Sendic, licenciado en genética, de 51 años, tiene una visión que política, e incluso generacionalmente, lo acerca a varias figuras jóvenes del oficialismo: durante su presidencia en la petrolera uruguaya trabó buenas migas con Miguel Galuccio, a quien envía casi tantos mensajes de texto como al ministro Axel Kicillof. En el vínculo con Kicillof jugó un papel central el embajador uruguayo en Buenos Aires Guillermo Pomi, de buena relación con el oficialismo local y que se ha descrito en medios uruguayos como un “defensor a ultranza de la integración” , aún incluso después de las duras críticas de ciertos sectores del Frente Amplio a medidas comerciales consideradas “antiuruguayas” del otro lado del Plata. Los gestos no terminan ahí: el operador del gobierno Rafael Follonier, invitado por Pomi, fue uno de los asistentes más destacado en algunos de los almuerzos que organizó el año pasado Sendic de la mano de su think tank, Propuesta 2030. Follonier encabezó también una delegación de otros referentes argentinos que acompañaron al hijo del mítico líder tupamaro durante su lanzamiento de campaña al Senado a comienzos de este año.

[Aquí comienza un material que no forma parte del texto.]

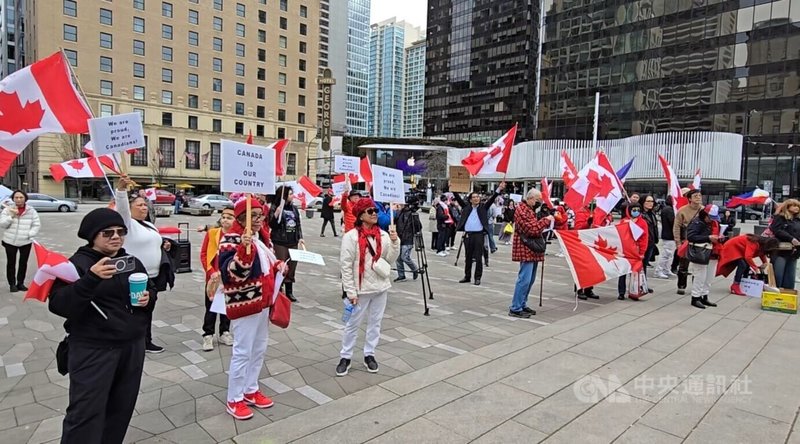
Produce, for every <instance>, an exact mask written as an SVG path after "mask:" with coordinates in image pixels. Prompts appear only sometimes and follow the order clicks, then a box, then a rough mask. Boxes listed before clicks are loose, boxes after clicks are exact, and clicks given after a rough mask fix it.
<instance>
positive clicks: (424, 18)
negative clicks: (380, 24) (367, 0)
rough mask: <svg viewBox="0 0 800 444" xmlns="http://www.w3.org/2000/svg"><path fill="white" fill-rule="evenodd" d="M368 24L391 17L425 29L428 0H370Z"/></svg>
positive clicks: (374, 22) (423, 28)
mask: <svg viewBox="0 0 800 444" xmlns="http://www.w3.org/2000/svg"><path fill="white" fill-rule="evenodd" d="M371 9H372V10H371V17H370V24H372V23H377V22H380V21H383V20H386V19H390V18H392V17H397V20H405V21H406V22H408V23H411V24H412V25H414V26H419V27H420V28H422V29H425V25H426V24H427V13H428V0H372V8H371Z"/></svg>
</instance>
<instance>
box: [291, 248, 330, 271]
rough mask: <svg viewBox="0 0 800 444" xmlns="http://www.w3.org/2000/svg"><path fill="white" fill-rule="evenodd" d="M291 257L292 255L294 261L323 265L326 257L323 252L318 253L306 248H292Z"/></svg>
mask: <svg viewBox="0 0 800 444" xmlns="http://www.w3.org/2000/svg"><path fill="white" fill-rule="evenodd" d="M289 257H291V258H292V260H293V261H297V262H305V263H307V264H314V265H322V266H323V267H324V266H325V259H324V258H323V257H322V255H321V254H318V253H312V252H310V251H306V250H294V249H291V248H290V249H289Z"/></svg>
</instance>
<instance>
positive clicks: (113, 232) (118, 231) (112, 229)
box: [100, 228, 128, 239]
mask: <svg viewBox="0 0 800 444" xmlns="http://www.w3.org/2000/svg"><path fill="white" fill-rule="evenodd" d="M100 234H102V235H103V237H104V238H106V239H111V238H113V237H114V235H115V234H116V235H117V236H119V237H124V236H125V235H126V234H128V229H127V228H111V229H108V230H103V231H101V232H100Z"/></svg>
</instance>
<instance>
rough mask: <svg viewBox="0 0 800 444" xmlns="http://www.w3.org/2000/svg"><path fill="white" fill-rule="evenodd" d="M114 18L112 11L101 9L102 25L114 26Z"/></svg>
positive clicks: (100, 23) (101, 23) (100, 8)
mask: <svg viewBox="0 0 800 444" xmlns="http://www.w3.org/2000/svg"><path fill="white" fill-rule="evenodd" d="M113 21H114V19H113V16H112V13H111V11H110V10H108V9H104V8H100V24H102V25H109V26H110V25H112V24H113Z"/></svg>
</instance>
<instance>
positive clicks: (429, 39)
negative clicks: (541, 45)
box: [425, 0, 594, 141]
mask: <svg viewBox="0 0 800 444" xmlns="http://www.w3.org/2000/svg"><path fill="white" fill-rule="evenodd" d="M593 3H594V2H593ZM587 4H588V2H587ZM538 11H539V1H532V2H531V1H528V2H520V1H517V0H494V1H491V2H488V1H478V0H428V27H427V54H426V57H427V63H426V65H427V72H426V88H425V136H426V137H430V136H442V137H447V138H448V139H485V140H487V141H491V140H493V139H496V138H497V137H498V136H500V135H502V134H503V133H505V132H506V131H508V130H509V129H510V128H511V127H512V126H513V125H514V123H518V124H519V129H518V132H517V139H518V140H526V139H531V138H532V136H533V132H534V122H533V120H534V119H533V113H532V111H533V108H534V100H535V80H536V79H535V73H536V63H537V58H538V41H539V30H538V26H537V24H538V23H539V13H538Z"/></svg>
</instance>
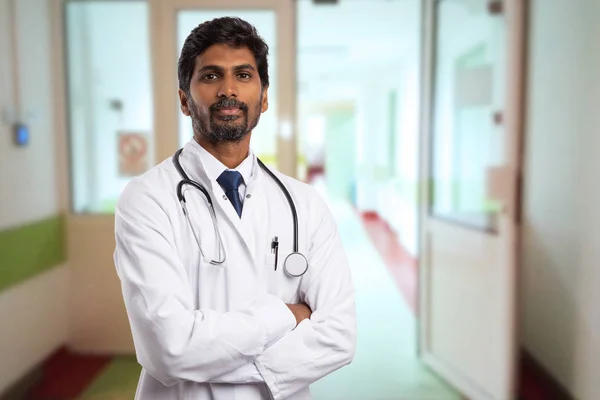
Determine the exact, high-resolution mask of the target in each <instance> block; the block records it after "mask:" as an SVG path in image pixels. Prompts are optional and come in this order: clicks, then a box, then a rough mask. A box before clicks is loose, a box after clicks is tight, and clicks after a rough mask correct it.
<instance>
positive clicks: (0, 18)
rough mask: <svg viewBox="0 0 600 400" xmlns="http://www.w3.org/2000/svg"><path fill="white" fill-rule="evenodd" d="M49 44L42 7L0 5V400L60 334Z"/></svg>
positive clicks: (48, 347) (28, 4)
mask: <svg viewBox="0 0 600 400" xmlns="http://www.w3.org/2000/svg"><path fill="white" fill-rule="evenodd" d="M50 37H51V35H50V11H49V1H47V0H44V1H40V0H0V396H1V394H2V392H3V391H4V390H5V389H6V388H7V387H9V386H11V385H12V384H14V383H15V381H17V380H18V379H19V378H21V377H22V376H24V375H25V374H27V373H28V372H29V371H30V370H31V369H32V368H34V367H35V366H36V365H37V364H38V363H39V362H40V361H42V360H43V359H45V358H46V357H47V356H48V355H49V354H51V353H52V352H53V351H54V350H56V348H57V347H59V346H60V345H61V344H63V343H64V342H65V341H66V340H67V335H68V312H67V309H68V303H67V296H68V279H69V277H68V270H67V268H66V266H65V248H64V232H63V231H64V229H63V226H64V224H63V218H62V216H61V212H60V211H61V210H60V207H59V200H58V190H57V184H56V168H55V161H56V160H55V151H54V147H55V144H54V132H55V129H54V116H53V112H54V109H53V72H52V68H51V65H52V63H51V59H52V52H51V39H50ZM17 120H18V121H20V122H24V123H26V124H27V126H28V127H29V128H30V142H29V145H27V146H25V147H18V146H16V145H15V142H14V140H13V134H12V131H13V126H12V124H13V122H16V121H17Z"/></svg>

Otra incógnita será qué papel tendrá la senadora Constanza Moreira, a quien Vázquez arrolló 83% a 15% en la interna. Moreira ha marcado sin cansarse sus discrepancias con el manejo que Vázquez hizo del Bushgate y no ha ocultado sus simpatías por CFK. Incluso una de las listas que la apoya lleva como candidata a diputada a Macarena Gelman, la nieta del poeta argentino Juan Gelman y de excelentes vínculos con el oficialismo argentino. De su crecimiento y del de Sendic a la interna del Frente Amplio dependerán buena parte de los contrapesos que el oficialismo uruguayo pueda hacer a un statu quo que, a priori, se siente mucho más cerca del socialismo de Hermes Binner que del kirchnerismo.